What made the original "Rocky" such a great film - and worthy of the Best Picture Oscar - was that it had heart. It wasn't just about boxing, it was about life. Everyone can identify with Rocky and his desire to go the distance. The original film wasn't about winning and it was about staying in the game until the end; it was about taking everything life can throw at you and staying the course until the final bell.
This was something that "Rocky Balboa" brought back to the franchise, and "Creed" takes it to another level.
"Creed" mirrors the original Rocky in many ways. So many ways, in fact, that it could almost be seen as a remake in some aspects, even though it keeps continuity with everything that came before. Donnie is Rocky. He is everything Rocky was in 1976, and Rocky sees that in him.
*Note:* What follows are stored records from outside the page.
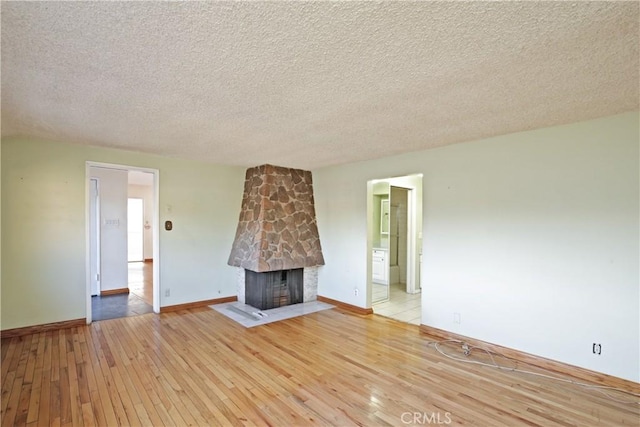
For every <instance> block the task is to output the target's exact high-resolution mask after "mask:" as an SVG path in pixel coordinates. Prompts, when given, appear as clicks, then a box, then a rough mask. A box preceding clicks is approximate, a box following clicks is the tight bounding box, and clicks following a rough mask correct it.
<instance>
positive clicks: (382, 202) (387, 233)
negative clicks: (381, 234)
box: [380, 199, 389, 234]
mask: <svg viewBox="0 0 640 427" xmlns="http://www.w3.org/2000/svg"><path fill="white" fill-rule="evenodd" d="M380 203H381V205H380V234H389V199H383V200H382V201H381V202H380Z"/></svg>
That, maybe even a little more than who Donnie's father is, probably had a lot to do with Rocky deciding to train Donnie, when originally he wasn't interested.
The redundancy works because it shows the franchise coming full circle, and it makes for a nice bookend to the series.
It should be noted that "Creed" has been marketed not as another "Rocky" sequel, but as a spin-off. If the studio is franchise-minded where "Creed" is concerned, this does seem to present a number of problems.
As a cap to the Rocky franchise, "Creed" works wonderfully. As the first film in its own series, one has to wonder where they could go from here without just repeating Rocky's journey. As an allegory that life goes on and there will always be another Rocky, it works. As the first film in its own series, all of that falls apart and it just becomes a repeat of what has gone before.
"Creed" works. It works as a stand-alone film, it works as a bookend to the entire Rocky franchise; it just works.